Sean Trane
As the decade is drawing near, Santana was moving more out of his pure jazz-rock era, probably realizing the style was starting to exhaust its possibilities. The album does veer a slight bit towards the funky (and even a bit disco) with a typoical Spencer Davis touch with Greg Walker’s Winwood-styled vocals.
While the album starts out surprisingly on a Traffic cover of Dealer (good but not as good as the original) and ending on a cool Spanish outro, Move On is now a typical Santana track that mixes Winwood-souled vocals with that typicvally aerial latin-fusion the group had developped over the last four years. The surprisingly funky (dare I say almost disco-ish) One Chain is hardly insufferable though, but the more calm but still funky Stormy is rather bland.
Side 2 starts out with another Winwood classic followed by a harder Open Invitation reminding a bit the early-days Steve Perry Journey, but nothing infuriating either. The Lady/Holiday couple is bringing us back towards Amigos, while the funky Facts Of love is again flirting with a funky Winwood influence.. The closing percussive Wham! is almost a return to the first three albums albeit slightly modernized, and might just be my fave on the album.

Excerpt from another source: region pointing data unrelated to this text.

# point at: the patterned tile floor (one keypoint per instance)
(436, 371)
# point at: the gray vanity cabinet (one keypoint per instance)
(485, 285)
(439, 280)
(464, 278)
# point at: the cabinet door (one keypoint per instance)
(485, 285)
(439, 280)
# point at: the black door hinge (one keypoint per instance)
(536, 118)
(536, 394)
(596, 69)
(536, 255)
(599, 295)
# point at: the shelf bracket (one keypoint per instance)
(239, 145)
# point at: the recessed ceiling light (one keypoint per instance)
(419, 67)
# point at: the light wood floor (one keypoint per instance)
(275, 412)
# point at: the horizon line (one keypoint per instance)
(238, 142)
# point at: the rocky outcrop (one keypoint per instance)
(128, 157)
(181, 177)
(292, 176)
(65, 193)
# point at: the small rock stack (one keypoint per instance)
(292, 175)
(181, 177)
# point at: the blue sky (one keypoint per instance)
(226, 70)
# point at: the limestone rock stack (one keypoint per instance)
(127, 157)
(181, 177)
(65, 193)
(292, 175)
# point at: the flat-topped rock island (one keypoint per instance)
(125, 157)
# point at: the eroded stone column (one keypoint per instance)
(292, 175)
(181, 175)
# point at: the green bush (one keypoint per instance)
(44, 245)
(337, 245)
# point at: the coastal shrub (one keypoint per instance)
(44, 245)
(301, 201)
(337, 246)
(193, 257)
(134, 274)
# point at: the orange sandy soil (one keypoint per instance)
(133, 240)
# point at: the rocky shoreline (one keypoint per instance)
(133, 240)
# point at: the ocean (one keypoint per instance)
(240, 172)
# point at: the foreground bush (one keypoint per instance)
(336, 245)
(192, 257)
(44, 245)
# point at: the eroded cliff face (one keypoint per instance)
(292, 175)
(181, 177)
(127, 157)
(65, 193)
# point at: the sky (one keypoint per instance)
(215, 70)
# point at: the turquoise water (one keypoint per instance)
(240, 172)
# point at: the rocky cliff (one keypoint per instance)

By then end of the album, one can only be a tad irritated at the too-numerous Winwood references from Spencer Davis to Traffic, but this is clearly due to Dennis Lambert’s production also as he collaborated to three songs also, earning a co-credit for each. Not one of Santana’s most original album, not one of his worst either. Only really flawed by the heavily-slanted singing, this remains a good Santana album, just not an essential one.